Wie stark hängt Gesundheitsverhalten mit sozialer Klasse zusammen?

Es gibt Daten, die zeigen, dass es eine ganz klare sozioökonomische Komponente gibt. Etwa hat die Whitehall-Studie an Angestellten im britischen Öffentlichen Dienst gezeigt, dass jede Stufe höher hinsichtlich Ausbildung, Gehalt und sozialem Status mit besserer Gesundheit korreliert. Diese Schere scheint im Moment noch mehr aufzugehen.

Aber das liegt nicht nur daran, dass sich die Höhergestellten eine andere medizinische Betreuung leisten können, oder?

In unseren reichen Gesellschaften hat der Zugang zur Gesundheitsversorgung einen relativ kleinen Einfluss. Vielmehr wiegen soziale Faktoren und wie sich unsere Lebenswelt verändert hat. In den USA hingegen, wo es bis zu Obamacare viele Unversicherte gab, die nur zu absolut basaler Notfallversorgung Zugang hatten, war es so, dass der Zugang relevant war.

Es gibt auch Menschen, die grundsätzlich gesund leben, aber dann experimentelle Behandlungen ausprobieren, die nicht zielführend sind und ihren Gesundheitszustand sogar noch verschlimmern. Gibt es da auch eine Schuldfrage?

Da muss man genau hinschauen. Insgesamt erlauben wir einen gewissen Grad an Selbstzerstörung -, das ist sozial akzeptiert. So wie wir etwa alle gemeinsam Alkohol trinken und Rauchen nicht komplett verpönt ist. Solange wir bestimmte Körpermodifikationen, einen bestimmten Arbeitsstil, Stress und Bewegungsmangel akzeptieren, solange ist es schwer, zu sagen, jetzt müssen wir den Extremsportler oder die Frau, die eine wilde experimentelle Therapie anvisiert, bestrafen.
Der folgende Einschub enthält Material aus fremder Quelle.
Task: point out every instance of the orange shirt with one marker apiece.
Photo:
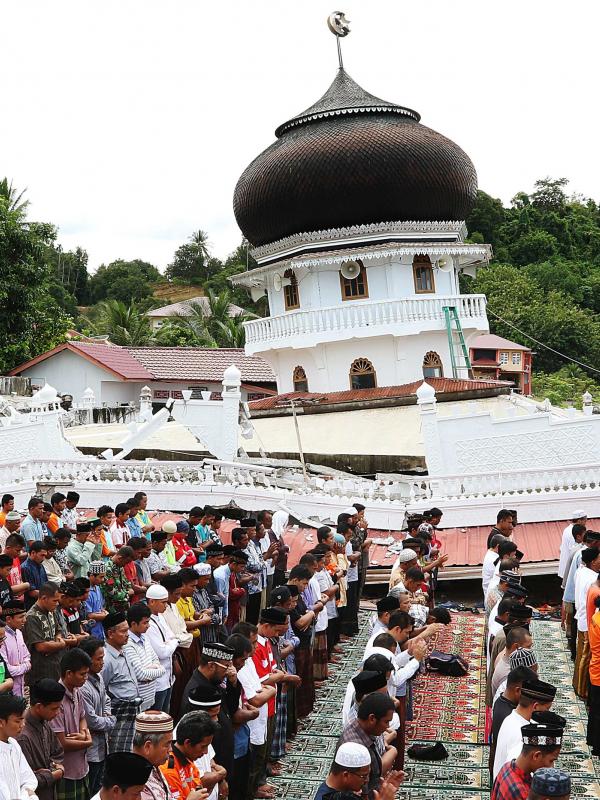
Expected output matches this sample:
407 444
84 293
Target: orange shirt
594 640
53 523
181 775
593 593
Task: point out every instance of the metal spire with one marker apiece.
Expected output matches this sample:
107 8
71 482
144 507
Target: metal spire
340 27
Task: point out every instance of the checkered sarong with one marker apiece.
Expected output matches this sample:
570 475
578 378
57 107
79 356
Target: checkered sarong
280 732
120 739
73 789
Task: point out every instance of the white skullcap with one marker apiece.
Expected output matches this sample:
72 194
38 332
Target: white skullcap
169 526
353 755
406 555
157 592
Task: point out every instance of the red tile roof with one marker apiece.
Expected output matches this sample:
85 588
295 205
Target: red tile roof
441 385
164 363
201 363
489 341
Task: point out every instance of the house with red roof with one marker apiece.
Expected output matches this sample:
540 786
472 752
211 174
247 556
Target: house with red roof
502 360
116 374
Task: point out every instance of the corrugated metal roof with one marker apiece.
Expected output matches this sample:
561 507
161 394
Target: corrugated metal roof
441 385
489 341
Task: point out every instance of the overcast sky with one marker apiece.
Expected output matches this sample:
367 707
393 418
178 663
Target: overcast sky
129 121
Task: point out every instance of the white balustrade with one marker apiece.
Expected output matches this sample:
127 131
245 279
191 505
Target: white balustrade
428 311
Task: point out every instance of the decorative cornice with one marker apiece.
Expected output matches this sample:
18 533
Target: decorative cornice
257 277
285 247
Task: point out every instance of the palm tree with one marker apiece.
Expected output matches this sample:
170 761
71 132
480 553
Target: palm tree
14 199
124 325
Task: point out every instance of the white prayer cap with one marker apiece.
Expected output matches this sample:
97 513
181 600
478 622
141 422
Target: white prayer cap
352 755
406 555
157 592
169 526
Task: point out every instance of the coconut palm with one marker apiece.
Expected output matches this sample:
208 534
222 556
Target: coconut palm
14 199
124 325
Wenn wir genauer hinschauen, kann es sein, dass diese junge Frau sich gesund ernährt, viel Sport treibt und nun aber diese eine Sache macht. Das werfen wir vielleicht dem Manager nicht vor, obwohl der seine Gesundheit durch seine Arbeit auch stark beeinträchtigt.

In der Diskussion sind also viele Werturteile versteckt.

Genau. Wir mögen die Raucher nicht so gerne und finden jemand, der mehr wiegt, der muss faul sein. Das ist der falsche Weg. In meiner Disziplin hört dann meist die Debatte auf, weil es einen Konsens gibt, dass das der falsche Weg ist. Das wiederum ist etwas, was mich bedrückt, denn es ist nun mal so, dass das Verhalten so relevant für den Gesundheitszustand ist. Bloß, weil wir sagen, wir dürfen Menschen für ihr Verhalten nicht bestrafen, heißt es nicht, dass wir uns vom Gesundheitsverhalten abwenden - das geht auch nicht. Das Gesundheitsverhalten ist so entscheidend, dass wir da ranmüssen mit Aufklärung, und mit der Gestaltung unserer Lebenswelt. Da sind Ansätze, die es wert sind, genauer hinzusehen.

Zur Person

Alena

Buyx

ist seit April 2014 Professorin für Biomedizinische Ethik an der Christian-Albrechts-Universität zu Kiel, Mitglied im Deutschen Ethikrat.